Freelance writer Dean Sterling Jones has accused The Atlantic of using his work without giving him credit or payment. Jones was cited as a source for an article about Maria Butina’s legal bills, but Jones is claiming that the magazine used some of the exact wording of his pitch.
On the Maris Review podcast, host Maris Kreizman talks with Christopher Bonanos about his new book, The Encyclopedia of New York. Bonanos, whose last book was about the photographer Weegee, looks back at the city’s overlapping crisis in the 1970s and ’80s: “New York lost a million people in the 1970s. Unthinkable now.
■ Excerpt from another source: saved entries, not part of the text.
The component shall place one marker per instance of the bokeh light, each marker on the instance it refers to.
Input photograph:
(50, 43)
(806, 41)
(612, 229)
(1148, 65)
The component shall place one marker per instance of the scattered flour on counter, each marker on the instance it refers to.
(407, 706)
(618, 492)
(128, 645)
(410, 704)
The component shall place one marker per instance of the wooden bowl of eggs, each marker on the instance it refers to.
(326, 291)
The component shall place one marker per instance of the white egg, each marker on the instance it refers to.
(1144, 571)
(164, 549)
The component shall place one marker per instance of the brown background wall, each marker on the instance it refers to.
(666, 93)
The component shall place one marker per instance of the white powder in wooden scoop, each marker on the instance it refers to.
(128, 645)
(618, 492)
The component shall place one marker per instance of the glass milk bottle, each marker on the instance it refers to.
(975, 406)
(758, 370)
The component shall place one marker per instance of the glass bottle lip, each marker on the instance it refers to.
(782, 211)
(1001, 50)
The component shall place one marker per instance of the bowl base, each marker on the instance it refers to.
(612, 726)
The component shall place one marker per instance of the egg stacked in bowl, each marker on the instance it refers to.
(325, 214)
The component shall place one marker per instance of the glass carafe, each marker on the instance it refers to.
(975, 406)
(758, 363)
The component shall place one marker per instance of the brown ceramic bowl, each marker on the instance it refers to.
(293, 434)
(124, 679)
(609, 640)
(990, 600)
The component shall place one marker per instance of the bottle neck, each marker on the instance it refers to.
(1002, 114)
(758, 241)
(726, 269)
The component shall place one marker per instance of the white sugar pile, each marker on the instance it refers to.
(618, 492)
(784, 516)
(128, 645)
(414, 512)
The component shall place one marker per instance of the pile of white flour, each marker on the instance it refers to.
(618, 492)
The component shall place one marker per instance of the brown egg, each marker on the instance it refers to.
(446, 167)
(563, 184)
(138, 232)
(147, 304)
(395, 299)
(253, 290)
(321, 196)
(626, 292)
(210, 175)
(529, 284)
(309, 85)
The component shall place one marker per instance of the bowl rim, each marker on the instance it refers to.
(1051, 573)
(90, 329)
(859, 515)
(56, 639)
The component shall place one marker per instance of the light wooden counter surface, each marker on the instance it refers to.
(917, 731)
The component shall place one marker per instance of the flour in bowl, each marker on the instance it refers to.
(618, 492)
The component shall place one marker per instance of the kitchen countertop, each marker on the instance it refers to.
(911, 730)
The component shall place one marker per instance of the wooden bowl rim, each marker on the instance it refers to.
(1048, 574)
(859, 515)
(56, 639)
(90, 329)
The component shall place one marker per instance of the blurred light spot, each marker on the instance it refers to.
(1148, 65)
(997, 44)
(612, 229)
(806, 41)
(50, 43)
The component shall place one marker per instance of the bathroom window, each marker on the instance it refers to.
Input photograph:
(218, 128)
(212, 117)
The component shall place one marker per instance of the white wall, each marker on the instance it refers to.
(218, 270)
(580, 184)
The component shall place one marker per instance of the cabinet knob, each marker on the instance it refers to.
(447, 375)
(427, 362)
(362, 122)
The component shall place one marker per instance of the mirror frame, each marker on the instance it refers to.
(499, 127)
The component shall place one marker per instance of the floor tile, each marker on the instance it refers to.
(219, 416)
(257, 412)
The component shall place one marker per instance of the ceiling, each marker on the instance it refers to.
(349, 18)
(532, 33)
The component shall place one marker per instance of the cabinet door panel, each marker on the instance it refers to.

All of that changed the character of the city, and that’s when New York really felt like it was over, because its reason for being ended. Did it end? It did not.”
In the London Review of Books, historian Steven Shapin looks at a new book about Daniel Sutton, the eighteenth-century scientist who pioneered inoculations for smallpox.
On Tuesday, February 9, Pulitzer-winning author of The Sixth Extinction Elizabeth Kolbert will discuss her new book with Bill McKibben at a virtual event hosted by Powell’s Books. Under a White Sky: The Nature of the Future investigates “how the very sorts of interventions that have imperiled out planet are increasingly seen as the only hope for its salvation.”